Это правда. Сколько раз порывался и Деев поведать что-нибудь о своем прошлом, и даже начало для беседы душевное заготовил: «А помнишь, дед, какая в двадцатом году зима снежная приключилась?» или «Никогда я не видел столько людей, как в августе двадцать первого. Ты тогда в Казани жил, дед?» Но каждый раз губы словно склеивало. Рассказать себя было страшно.

— У хорошего человека душа — как свежее яблоко, крепкая и звонкая, — продолжал фельдшер. — У подлеца — порченая с одного бока, а то и вовсе гниль. А у тебя душа — не яблоко, а капуста: с какой стороны ни подступись — одни листья, листья, а самого-то главного, самой-то сердцевины не видать.

Деев ударил лезвием в податливые земляные комья, и те рассыпались в муку. И черт же дернул спросить! Уж лучше бы говорили, как прежде, о выездке молодняка и расчистке копыт. Внезапно захотелось бросить лопату и убежать — нырнуть в темноту и сгинуть, пока не сказаны другие слова, честнее и больнее.

— Вот смотришь на тебя — мальчишка. Нюхнувший пороха, но мальчишка же — горячий, искренний, глуповатый. А иной раз глянешь — старик. Ты же лица своего не знаешь, когда мы с тобой могильщиками служим. Я в армии на похороны-то насмотрелся и на лица похоронщиков тоже. Обычный человек — хоть солдат, а хоть гражданский — смерти боится и отторгает ее, и этот страх у него в глазах всегда ясно читается. И только старики дряхлые, которые уже жить устали, — те не боятся. И ты — не боишься. Ты, когда детей в могилу опускаешь, словно себя самого вместе с ними кладешь.

Дед говорил не спеша, тщательно разворачивая мысль перед собеседником.

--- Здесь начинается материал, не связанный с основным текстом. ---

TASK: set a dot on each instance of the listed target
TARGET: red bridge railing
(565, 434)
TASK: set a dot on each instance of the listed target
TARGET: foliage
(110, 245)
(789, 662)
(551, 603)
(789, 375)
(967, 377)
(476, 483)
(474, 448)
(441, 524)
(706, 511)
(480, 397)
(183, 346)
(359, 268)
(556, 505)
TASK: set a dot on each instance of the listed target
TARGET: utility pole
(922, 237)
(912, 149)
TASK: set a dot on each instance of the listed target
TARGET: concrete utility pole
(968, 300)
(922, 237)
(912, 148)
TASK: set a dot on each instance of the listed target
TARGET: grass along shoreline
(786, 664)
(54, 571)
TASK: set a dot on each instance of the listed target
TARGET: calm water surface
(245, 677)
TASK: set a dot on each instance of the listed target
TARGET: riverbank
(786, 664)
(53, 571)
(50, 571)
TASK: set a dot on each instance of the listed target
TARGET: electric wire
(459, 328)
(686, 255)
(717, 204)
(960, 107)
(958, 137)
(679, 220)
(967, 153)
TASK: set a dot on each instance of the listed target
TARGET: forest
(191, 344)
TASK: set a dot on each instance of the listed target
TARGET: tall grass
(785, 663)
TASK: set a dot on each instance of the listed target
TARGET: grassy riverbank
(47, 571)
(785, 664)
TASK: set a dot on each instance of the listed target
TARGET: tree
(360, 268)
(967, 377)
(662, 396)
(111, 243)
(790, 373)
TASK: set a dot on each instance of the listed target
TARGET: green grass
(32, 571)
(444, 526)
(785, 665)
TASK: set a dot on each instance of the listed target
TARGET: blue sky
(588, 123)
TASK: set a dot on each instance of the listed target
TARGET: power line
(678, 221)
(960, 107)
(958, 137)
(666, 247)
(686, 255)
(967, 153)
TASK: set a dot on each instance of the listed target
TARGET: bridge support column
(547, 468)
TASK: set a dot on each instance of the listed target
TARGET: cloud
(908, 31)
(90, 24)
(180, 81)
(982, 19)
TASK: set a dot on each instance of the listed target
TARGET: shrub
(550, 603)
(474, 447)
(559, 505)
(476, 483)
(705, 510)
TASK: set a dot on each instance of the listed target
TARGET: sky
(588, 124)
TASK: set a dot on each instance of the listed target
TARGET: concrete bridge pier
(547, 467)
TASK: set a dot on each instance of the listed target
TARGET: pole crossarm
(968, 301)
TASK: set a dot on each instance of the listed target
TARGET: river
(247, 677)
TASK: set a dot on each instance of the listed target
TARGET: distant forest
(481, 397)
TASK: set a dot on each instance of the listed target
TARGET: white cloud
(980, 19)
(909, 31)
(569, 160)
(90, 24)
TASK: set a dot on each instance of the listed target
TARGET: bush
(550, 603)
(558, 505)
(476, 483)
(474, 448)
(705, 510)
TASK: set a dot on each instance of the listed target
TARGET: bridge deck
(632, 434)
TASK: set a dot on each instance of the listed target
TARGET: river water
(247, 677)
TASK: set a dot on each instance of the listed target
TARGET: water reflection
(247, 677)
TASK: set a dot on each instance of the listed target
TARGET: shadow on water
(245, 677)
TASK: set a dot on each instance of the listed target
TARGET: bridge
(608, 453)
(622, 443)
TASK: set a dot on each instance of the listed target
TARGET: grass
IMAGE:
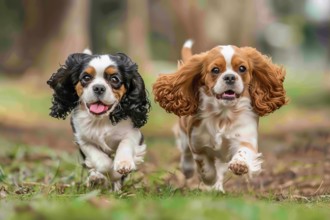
(40, 183)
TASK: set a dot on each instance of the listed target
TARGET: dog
(219, 96)
(109, 103)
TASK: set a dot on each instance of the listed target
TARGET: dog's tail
(87, 51)
(186, 50)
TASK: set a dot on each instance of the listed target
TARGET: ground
(41, 176)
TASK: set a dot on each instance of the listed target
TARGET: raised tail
(186, 50)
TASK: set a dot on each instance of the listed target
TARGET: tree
(51, 31)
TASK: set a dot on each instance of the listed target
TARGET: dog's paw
(96, 179)
(218, 186)
(124, 167)
(238, 167)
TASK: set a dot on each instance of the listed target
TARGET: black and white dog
(109, 104)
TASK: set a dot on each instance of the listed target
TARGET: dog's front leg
(124, 159)
(246, 159)
(98, 163)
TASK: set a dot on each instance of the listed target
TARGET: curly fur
(266, 86)
(63, 82)
(135, 103)
(178, 92)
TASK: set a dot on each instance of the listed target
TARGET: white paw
(117, 186)
(238, 167)
(218, 186)
(124, 166)
(96, 179)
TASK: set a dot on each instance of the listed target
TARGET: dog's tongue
(229, 95)
(98, 108)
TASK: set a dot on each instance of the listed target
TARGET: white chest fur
(99, 131)
(225, 125)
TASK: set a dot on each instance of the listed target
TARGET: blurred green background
(36, 36)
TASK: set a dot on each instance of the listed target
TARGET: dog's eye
(114, 79)
(242, 69)
(215, 70)
(87, 77)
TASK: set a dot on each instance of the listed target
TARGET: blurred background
(36, 36)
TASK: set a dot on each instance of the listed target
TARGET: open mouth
(228, 95)
(98, 108)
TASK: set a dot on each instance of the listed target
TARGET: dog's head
(227, 73)
(104, 85)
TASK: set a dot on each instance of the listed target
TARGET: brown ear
(266, 86)
(178, 92)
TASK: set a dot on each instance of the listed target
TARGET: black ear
(63, 83)
(135, 103)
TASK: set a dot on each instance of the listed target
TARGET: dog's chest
(98, 131)
(221, 126)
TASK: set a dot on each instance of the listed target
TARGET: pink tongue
(98, 108)
(229, 95)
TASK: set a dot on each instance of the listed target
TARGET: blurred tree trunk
(231, 22)
(191, 17)
(211, 23)
(137, 24)
(51, 30)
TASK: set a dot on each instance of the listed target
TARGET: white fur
(100, 64)
(216, 146)
(217, 142)
(221, 86)
(188, 43)
(87, 51)
(111, 150)
(108, 148)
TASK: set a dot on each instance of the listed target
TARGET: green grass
(40, 183)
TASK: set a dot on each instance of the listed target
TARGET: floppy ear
(135, 103)
(179, 92)
(266, 86)
(63, 83)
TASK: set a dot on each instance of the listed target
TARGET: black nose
(99, 89)
(229, 79)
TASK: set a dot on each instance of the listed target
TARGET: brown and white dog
(220, 95)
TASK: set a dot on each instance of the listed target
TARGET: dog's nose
(99, 89)
(229, 79)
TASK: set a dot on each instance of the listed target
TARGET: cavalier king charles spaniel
(109, 103)
(219, 96)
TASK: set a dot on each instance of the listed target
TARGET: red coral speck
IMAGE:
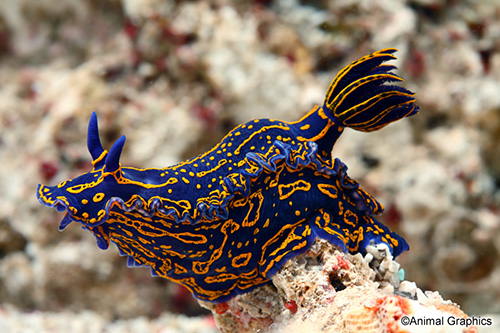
(292, 306)
(342, 263)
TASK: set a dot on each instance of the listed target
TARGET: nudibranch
(224, 222)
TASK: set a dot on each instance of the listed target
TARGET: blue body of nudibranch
(224, 222)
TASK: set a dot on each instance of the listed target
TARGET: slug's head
(89, 197)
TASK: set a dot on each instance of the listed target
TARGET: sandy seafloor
(175, 76)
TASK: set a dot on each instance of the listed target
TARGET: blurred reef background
(175, 76)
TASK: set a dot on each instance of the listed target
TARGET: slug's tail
(361, 96)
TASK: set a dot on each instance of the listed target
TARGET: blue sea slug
(224, 222)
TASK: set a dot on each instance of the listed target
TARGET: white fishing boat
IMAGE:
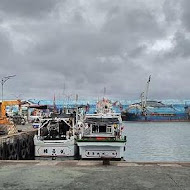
(101, 134)
(55, 138)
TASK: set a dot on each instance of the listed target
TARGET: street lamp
(3, 80)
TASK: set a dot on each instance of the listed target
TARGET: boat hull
(155, 117)
(56, 148)
(100, 150)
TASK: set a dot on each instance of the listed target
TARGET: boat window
(94, 129)
(108, 129)
(102, 129)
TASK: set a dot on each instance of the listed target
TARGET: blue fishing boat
(151, 110)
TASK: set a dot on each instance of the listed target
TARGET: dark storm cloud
(89, 45)
(27, 8)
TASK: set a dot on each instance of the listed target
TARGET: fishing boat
(152, 110)
(55, 138)
(101, 134)
(56, 135)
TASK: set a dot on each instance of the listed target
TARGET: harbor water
(157, 141)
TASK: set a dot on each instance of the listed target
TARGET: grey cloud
(27, 8)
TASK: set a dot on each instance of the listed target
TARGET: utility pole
(3, 80)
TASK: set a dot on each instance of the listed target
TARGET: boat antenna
(146, 92)
(104, 92)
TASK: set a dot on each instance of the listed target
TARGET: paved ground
(93, 175)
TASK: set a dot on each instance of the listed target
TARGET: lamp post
(3, 80)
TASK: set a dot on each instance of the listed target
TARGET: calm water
(157, 141)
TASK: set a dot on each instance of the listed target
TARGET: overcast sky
(86, 45)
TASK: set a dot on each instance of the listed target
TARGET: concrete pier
(94, 175)
(19, 145)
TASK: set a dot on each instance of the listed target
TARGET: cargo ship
(151, 110)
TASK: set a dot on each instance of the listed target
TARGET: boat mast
(146, 92)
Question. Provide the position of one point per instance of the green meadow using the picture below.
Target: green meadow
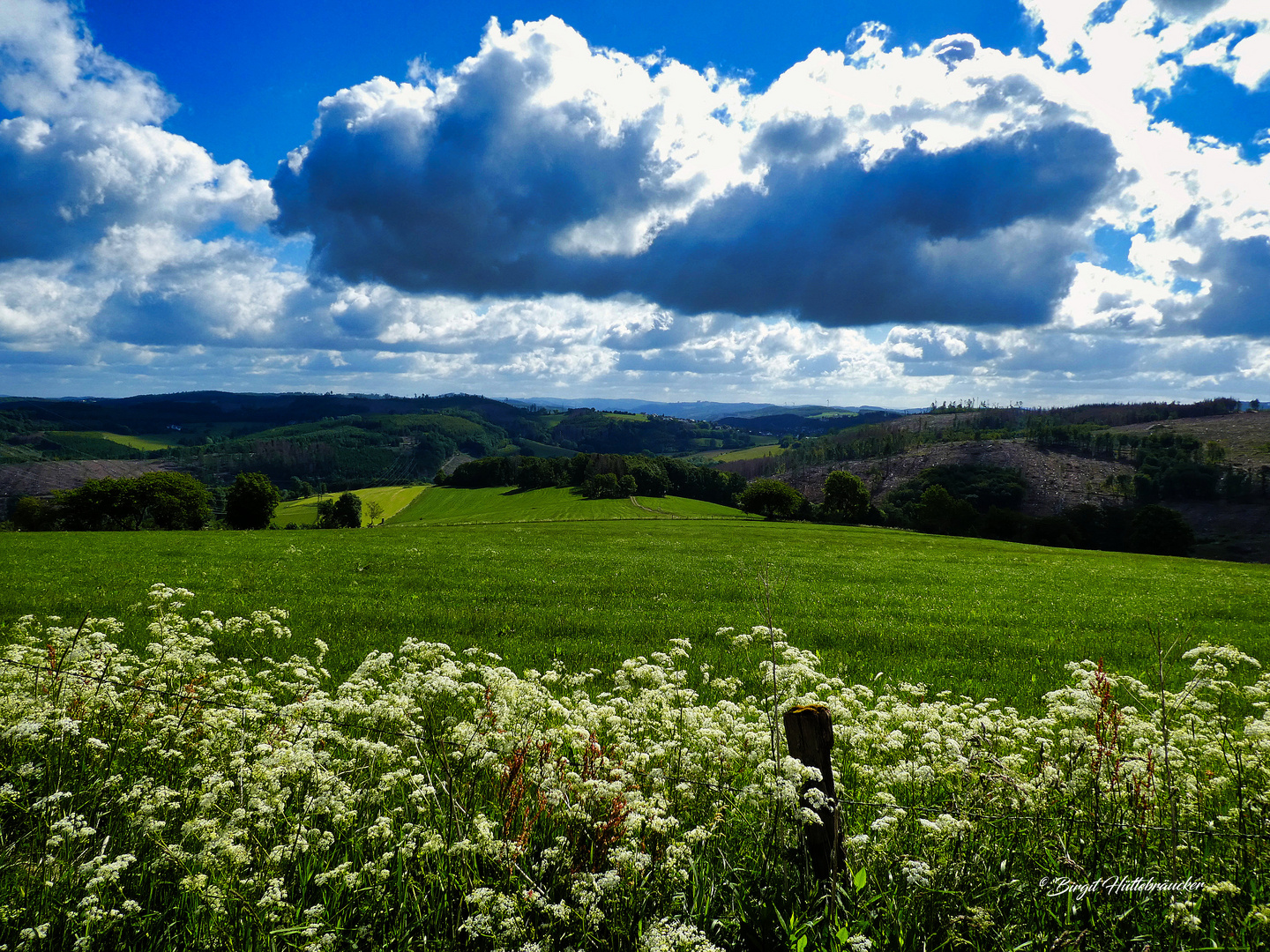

— Или с другой стороны посмотришь — кажется, добрый ты, добрее и не бывает: лежачих по утрам киселем выпаиваешь, дурачка-малолетку под койкой приютил, пацанья бездомного в эшелон понабрал, чтобы от голода спасти. Казалось бы, доброты — на троих. Но и ненависти в тебе, внучек, — не на троих даже, а на десятерых с лихвою. Ты эту ненависть в себе держишь, жмешь, а она все равно наружу выплескивается. Вот и получается у тебя: под любовью — ярость; под юностью — старость; под силой и командирством — слабость и душевные метания. Одни капустные листья, и несть им числа.